Docker Installation and deployment

This should be the most convenient and time-saving way to deploy the application. In the latest version update v0.4.0, we released the Golang version and supported Docker deployment. Next, I will show you how to use Docker to deploy Crawlab step by step.

For developers who don't know about docker, please refer to this article (It is 9102 now, please learn about Docker) for further understanding. If you are a developer who already knows Docker, you can skip section 1. If you are a developer who knows Docker and Docker compose, you can skip sections 1 and 2 and read the "install and start Crawlab" section directly.

Recommended Users:

  • Developers who want to experience Crawlab quickly
  • Developers who are familiar with or willing to learn about Docker

Recommended Configuration:

  • Docker: 18.03+
  • Docker-Compose: 1.24+

1. Install Docker

Docker installation is not complicated. For developers with good English skills, please refer to official documents for installation. Two installation methods are described below.

1.1 Windows & Mac

Users of windows and Mac can download Docker Desktop to complete Docker installation.

Download address: https://www.docker.com/products/docker-desktop

Click the button below and follow the steps on the official website to complete the download and installation.

Linux

For Linux users, please refer to the link in the following table to install Docker.

operating system documents
Ubuntu https://docs.docker.com/install/linux/docker-ce/ubuntu
Debian https://docs.docker.com/install/linux/docker-ce/debian
CentOS https://docs.docker.com/install/linux/docker-ce/centos
Fedora https://docs.docker.com/install/linux/docker-ce/fedora
Other Linux distributions https://docs.docker.com/install/linux/docker-ce/binaries

1.2 Download Image

We have built the image of Crawlab on docker hub. Developers only need to pull it down for use. We need to configure the image source before pull image. Because we are in China, the speed of using the original image source is very slow, so we will use the DockerHub accelerator in China. If you are a Mac or Linux user, please create the file '/etc/docker/daemon.json', where you can enter the following.

{
  "registry-mirrors": ["https://registry.docker-cn.com"]
}

In this way, the speed of pull image is much faster than that of no change of image source.
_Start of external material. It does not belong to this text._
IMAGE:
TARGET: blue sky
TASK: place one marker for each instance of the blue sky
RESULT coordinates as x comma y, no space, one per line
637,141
Execute the following command to download the image of Crawlab. The image size is about a few hundred megabytes, so it takes a few minutes to download.

docker pull tikazyq/crawlab:latest

1.3 Docker common commands

Learn this article for common commands for docker.

https://blog.csdn.net/u013378306/article/details/86668313

2. Install Docker-Compose

For convenience, we use the 'docker-compose' method to deploy docker. 'docker-compose' is a cluster management mode. You can use the 'yaml' file named 'docker-compose.yml' to define the containers that need to be started, which can be a single or (usually) multiple.

Installing 'docker-compose' is relatively simple. When 'pip' is installed (Python 3), execute the following command.

pip install docker-compose

After installing 'docker-compose', please run 'docker-compose ps' to test whether the installation is normal. The normal display should be as follows.

Name   Command   State   Ports
------------------------------
--------------------------------

There is no Docker container running. It is an empty list. If a container is running, you can see its corresponding information.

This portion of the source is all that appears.